The ENC, parity (PR-2) and neutrality plot analysis revealed the dominant effect of natural selection while COA suggests mutational pressure to be the main factor affecting CUB in all three organisms. Overall, we can conclude that both the evolutionary forces viz natural selection and mutation influences the CUB operative in host plant and its associated pathogens. However, predominant role of natural selection over mutation is in consensus with the previous studies conducted on plants like Oryza sativa (0.143) and Zea mays (0.140) that have also reported natural selection as the main factor influencing CUB (Duret and Mouchiroud 1999; Liu et al. 2004).

Conclusion

The present study highlight the intricacies of codon and amino acid usage in highly potent medicinal plant W. somnifera and two of its economically important pathogens viz.
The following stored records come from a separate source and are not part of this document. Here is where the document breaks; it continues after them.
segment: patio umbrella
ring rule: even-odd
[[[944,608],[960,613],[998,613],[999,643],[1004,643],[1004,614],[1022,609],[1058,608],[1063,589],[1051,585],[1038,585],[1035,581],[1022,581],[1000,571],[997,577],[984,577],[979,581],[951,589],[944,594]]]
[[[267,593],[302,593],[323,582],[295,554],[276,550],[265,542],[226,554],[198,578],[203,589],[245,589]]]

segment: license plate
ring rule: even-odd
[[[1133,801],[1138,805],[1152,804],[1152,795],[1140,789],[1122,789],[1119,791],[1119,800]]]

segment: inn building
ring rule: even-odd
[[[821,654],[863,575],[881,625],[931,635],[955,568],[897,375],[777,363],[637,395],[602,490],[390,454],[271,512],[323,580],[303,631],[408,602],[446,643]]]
M. incognita (nematode) and A. alternata (fungus). Extensive comparative study of CUB in all three selected organisms revealed AT-biasness in the genome of  W. somnifera and M. incognita while GC-biasness in A. alternata . This indicates  more host-specific codon usage patterns and codon usage adaptability in M. incognita as compared to A. alternata towards their host. Similarity in their CUB further suggests that M. incognita might have coevolved with W. somnifera and CUB may possibly play an important role in successful plant–nematode interaction and pathogenesis. High ENC values (ENC > 35) revealed weaker codon usage bias in all the three selected organisms. Furthermore, the results of different indices and plots revealed the influence of both evolutionary forces on CUB of host and pathogens with predominance of natural selection. This study will be the first to unravel the role of CUB operative in W. somnifera and its integrated pathogens. Moreover, our study would lay a foundation for the future research on other pathogens associated with W. somnifera.